Friday, August 26, 2016

Hey, it was populist agitation that went into making this wreckage!

Mark A. Signorelli writes at The Federalist,
As the accumulating crises confronting the Western world stuff our newsfeeds more and more each day, a certain broad narrative about what is happening seems to have gained near-universal acceptance. It says the populations of Western nations are presently ruled by an incompetent and out-of-touch “elite,” who evince no regard for, or even knowledge of, the people’s will on a variety of issues, ranging from immigration to free trade to education.

In response, the citizens of these nations have demonstrated their contempt for these elites in fairly dramatic ways, from the Brexit to the rise of the Front National to the Donald Trump campaign. It is a contest between populism and elitism, we are told, that defines our political moment.

...Populism is a spirit, an attitude, informed by varying degrees of pride, self-sufficiency, frustration, resentment, and wrath.

...This attitude of permanent disaffection has been the primary psychological note of modern progressivism ever since the uprisings of the 1960s. Over the last half-century, even as the Left has conquered one institution after another—the university, the media, the federal bureaucracy—this disposition to revolt has remained the chief feature of the progressive mind.

It is why the people running our civilization have never developed the virtues necessary to carry out their duties adequately. Determined to always think of themselves as persons out of power, they never learned to regard themselves as persons with power, and all the responsibilities power entails. They never learned to imagine the kinds of moral formation that would fit a person for rule, rather than for protest.

This is why we can listen to a close advisor to the president—a woman with access to the most effective levers of power in the world—declare her intention to “speak truth to power.” But as for speaking truth as power, as for directing their policies with the wisdom and prudence requisite to their offices, the populist elite in control of the Western world have never learned how to do this, because their own modes of juvenile self-fashioning have precluded them from ever admitting that they do indeed occupy such offices.
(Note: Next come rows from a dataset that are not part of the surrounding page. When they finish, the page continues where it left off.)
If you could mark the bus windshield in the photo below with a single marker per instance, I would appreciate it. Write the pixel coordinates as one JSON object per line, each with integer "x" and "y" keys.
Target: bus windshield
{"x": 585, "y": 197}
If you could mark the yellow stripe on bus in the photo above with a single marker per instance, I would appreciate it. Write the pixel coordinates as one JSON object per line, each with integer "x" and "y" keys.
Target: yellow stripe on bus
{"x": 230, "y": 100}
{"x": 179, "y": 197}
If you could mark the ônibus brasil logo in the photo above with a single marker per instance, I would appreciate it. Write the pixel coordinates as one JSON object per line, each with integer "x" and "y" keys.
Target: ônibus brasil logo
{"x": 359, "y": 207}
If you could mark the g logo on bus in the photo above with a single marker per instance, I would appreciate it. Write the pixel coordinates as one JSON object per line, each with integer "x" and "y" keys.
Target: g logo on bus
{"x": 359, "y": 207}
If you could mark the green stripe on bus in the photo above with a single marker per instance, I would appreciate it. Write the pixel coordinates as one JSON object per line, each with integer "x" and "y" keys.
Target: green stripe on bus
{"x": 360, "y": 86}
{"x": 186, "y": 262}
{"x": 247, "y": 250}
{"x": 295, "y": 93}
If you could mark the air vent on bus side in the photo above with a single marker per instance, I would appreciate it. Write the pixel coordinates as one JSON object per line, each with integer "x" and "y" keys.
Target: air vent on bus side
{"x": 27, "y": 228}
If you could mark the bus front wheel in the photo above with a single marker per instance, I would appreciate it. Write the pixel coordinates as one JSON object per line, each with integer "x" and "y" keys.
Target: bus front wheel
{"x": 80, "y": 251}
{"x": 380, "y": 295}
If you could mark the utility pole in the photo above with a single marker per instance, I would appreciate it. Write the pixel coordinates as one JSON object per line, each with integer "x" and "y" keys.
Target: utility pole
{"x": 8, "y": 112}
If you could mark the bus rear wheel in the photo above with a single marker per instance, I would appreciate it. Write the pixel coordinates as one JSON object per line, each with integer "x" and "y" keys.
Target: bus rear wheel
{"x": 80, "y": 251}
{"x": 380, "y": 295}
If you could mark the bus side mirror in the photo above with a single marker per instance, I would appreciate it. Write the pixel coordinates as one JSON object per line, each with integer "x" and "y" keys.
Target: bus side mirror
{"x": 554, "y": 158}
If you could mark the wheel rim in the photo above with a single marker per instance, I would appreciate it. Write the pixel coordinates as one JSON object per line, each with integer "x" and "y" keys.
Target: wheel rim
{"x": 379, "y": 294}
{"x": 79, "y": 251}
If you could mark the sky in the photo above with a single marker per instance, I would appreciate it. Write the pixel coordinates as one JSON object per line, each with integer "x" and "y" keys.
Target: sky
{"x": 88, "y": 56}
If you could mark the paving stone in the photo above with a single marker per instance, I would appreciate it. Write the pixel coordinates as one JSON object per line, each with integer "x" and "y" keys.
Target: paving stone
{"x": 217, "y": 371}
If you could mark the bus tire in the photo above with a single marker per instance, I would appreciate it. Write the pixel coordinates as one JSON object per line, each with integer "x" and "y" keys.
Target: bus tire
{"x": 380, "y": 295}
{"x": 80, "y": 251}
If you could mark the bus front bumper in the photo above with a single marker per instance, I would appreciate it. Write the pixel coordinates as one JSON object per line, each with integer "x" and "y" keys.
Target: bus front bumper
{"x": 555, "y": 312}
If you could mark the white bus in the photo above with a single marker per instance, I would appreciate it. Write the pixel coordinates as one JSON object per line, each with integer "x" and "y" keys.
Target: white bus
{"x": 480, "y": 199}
This is the dimension missing from most analyses of our present political circumstances—the historical dimension. We find ourselves saddled with a teetering institutional structure without considering the decades of populist agitation that went into making this wreckage. Coates’ own biography is uncannily symbolic in this regard. The son of a Black Panther, he continues to spout his father’s revolutionary creed, even as his society grants him an unrivaled authority to speak and to write. It is why a man heaped with accolades and honors can still think himself the victim of a “cosmic injustice;” why a writer privileged with a platform in one of his country’s most prominent organs can think of no other use for this platform than to cultivate deeply uncharitable sentiments in his own child. He is incapable of recognizing himself as the establishment figure he has unquestionably become.